One of the great delights of this past week in the Solentiname islands has been eating my fish whole, usually within a couple of hours of reeling them up to the kayak. The fishing was pretty good, so I ate pretty good. I threw back at least one rainbow bass that might have gone five or six pounds, and a few of three or four, but the first two and a half pound fish of the day was invariably a goner. I threw in a few pairs of crisp-fried mojarras for variety (or the cook Telma did, after I handed them over) and feasted more or less like an extremely lucky old man.


Fish and rice is healthy, and I think I am already feeling and seeing the benefits of it in my physical well-being. Aside from a bit of pickled chile and some fried bananas and steamed chayote, all I ate was large helpings of fish and small helpings of rice, which in these parts they measure out carefully in a cup and then mold it onto your plate. Breakfast was rice and beans and eggs -- perfect fuel for a dozen-mile day of paddling. I worked up to an 18 mile circumnavigation of Isla Mancarron and had a lovely little adventure out of it.


Though probaby my biggest adventure happened just yesterday, when I was forced to wade-fish while my boat dried out for packing. I waded and floated with my PFD out to a little submerged reed island and promptly caught a 2-3 pounder for dinner. I hung this poor sucker off a flagpost sticking up out of the rockpile (which is there to help boats to locate the shoal) and proceeded to keep casting, catching a few odd fish and a few times diving in after my rockbound lure. On one of these lure rescues, I noticed an odd triangular thing apparently floating nearby. What the heck is that? And then the triangle opened up, and chewed a few times, and I realied that one of the local freshwater crocs was swallowing down a fish not a hundred feet from where I was standing! Yikes. I´d seen these guys a couple times from the kayak and got slightly freaked out, but in this case I was truly concerned. If you wanted to goad an old lizard into a fight, then hanging up a dead fish and standing around up to your waist in the water would probably work well. But of course I wade-floated back to shore safely with all my feet and fingers, so that I can now type the tale here.

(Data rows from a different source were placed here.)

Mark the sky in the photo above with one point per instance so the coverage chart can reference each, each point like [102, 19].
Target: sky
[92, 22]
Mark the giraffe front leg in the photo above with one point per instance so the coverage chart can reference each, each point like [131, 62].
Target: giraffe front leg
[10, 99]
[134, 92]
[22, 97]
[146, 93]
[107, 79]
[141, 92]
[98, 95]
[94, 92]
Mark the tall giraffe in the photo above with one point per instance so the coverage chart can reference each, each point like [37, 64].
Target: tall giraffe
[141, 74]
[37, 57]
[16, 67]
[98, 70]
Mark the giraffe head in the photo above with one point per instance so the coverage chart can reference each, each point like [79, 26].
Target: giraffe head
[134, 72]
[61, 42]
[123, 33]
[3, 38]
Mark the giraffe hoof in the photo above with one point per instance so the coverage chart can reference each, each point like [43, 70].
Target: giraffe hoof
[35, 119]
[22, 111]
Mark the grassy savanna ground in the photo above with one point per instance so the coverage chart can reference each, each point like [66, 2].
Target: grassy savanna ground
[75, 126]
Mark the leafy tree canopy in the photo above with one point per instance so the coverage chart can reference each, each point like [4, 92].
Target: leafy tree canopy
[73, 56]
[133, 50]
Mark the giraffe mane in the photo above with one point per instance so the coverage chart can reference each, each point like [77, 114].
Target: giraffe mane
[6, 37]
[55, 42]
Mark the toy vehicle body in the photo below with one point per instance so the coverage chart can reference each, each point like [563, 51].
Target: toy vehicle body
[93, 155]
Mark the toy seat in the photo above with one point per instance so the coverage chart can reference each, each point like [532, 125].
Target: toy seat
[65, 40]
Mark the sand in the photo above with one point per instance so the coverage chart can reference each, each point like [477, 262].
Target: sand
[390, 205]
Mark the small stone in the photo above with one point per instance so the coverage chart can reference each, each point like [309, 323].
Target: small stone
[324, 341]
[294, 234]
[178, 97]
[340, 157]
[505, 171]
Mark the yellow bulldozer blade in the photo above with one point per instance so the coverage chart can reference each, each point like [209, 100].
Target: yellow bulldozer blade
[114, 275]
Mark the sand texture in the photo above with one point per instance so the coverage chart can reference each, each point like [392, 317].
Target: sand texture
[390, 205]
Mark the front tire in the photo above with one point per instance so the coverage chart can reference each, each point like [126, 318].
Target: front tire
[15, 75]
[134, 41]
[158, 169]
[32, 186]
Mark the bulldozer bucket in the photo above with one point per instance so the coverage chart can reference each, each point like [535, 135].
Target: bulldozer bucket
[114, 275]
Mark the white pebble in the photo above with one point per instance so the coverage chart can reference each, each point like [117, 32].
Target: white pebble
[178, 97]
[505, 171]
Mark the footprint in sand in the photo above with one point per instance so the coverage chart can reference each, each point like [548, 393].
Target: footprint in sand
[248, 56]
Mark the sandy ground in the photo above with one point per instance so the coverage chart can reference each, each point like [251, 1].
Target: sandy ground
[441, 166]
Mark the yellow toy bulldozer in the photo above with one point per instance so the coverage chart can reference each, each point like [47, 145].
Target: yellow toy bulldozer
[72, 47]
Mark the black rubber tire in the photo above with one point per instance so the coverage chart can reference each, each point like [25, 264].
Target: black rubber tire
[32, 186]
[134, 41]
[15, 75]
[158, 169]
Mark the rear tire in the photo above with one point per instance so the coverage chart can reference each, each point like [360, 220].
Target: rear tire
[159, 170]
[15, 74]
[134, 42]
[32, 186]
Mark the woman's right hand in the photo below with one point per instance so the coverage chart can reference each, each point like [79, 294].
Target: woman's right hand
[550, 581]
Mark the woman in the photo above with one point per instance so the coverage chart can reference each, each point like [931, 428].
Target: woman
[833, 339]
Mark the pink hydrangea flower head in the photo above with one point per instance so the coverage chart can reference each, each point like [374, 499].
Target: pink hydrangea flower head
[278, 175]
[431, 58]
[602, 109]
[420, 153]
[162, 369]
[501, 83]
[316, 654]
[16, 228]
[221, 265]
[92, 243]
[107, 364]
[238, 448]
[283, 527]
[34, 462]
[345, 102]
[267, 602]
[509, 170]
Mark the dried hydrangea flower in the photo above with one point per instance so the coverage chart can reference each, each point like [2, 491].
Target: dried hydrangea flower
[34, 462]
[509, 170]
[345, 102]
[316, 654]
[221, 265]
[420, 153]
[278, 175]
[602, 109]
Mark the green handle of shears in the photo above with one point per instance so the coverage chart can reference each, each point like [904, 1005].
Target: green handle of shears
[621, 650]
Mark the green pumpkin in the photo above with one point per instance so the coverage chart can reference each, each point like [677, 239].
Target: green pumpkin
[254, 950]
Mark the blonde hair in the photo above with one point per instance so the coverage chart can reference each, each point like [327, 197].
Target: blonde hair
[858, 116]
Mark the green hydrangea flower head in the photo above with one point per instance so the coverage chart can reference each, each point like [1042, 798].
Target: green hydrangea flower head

While paddling around Mancarron I made a strange catch: a cleverly submerged, illegal set net. the locals tell me that these are really harming the quality of the hook-and-line fishing, and I considered cutting it up with my river knife. But at the time, I had this odd feeling that someone was watching me from the trees onshore . . . so instead of destroying some old Santiago´s net, I went ahead and checked the length of it for any fish, of which there were none, live nor dead. But all this got me thinking about a great aid project for the area: a serious scientific survey of the fish populations, with a report recommending regulatory practices. People will say, probably rightly, that poor hungry islanders will not let regulations get in their way, and that the money to enforce them will never appear. But Never is a very long time, and anyway such a report would be at least as useful as the abandoned recycling plant created by one agency, or the ongoing groundwater well project by ACRA. If I can find a way to promote this idea, it could be a good use of my lovely months of unemployment, which are now a mere two weeks old and going great.



Not that paddling and fishing are bad uses of time. I haven´t cast a line today, but tomorrow I start down the San Juan with a big tarpon rig on the deck. Mmm, sabalo chorizo and rice . . . whether real or imagined, I go to find it soon!

1 comment:

Mary said...

EG: Es verdad que usted sabe como llegar -- ¡que cuento! ójala que nos veamos pronto.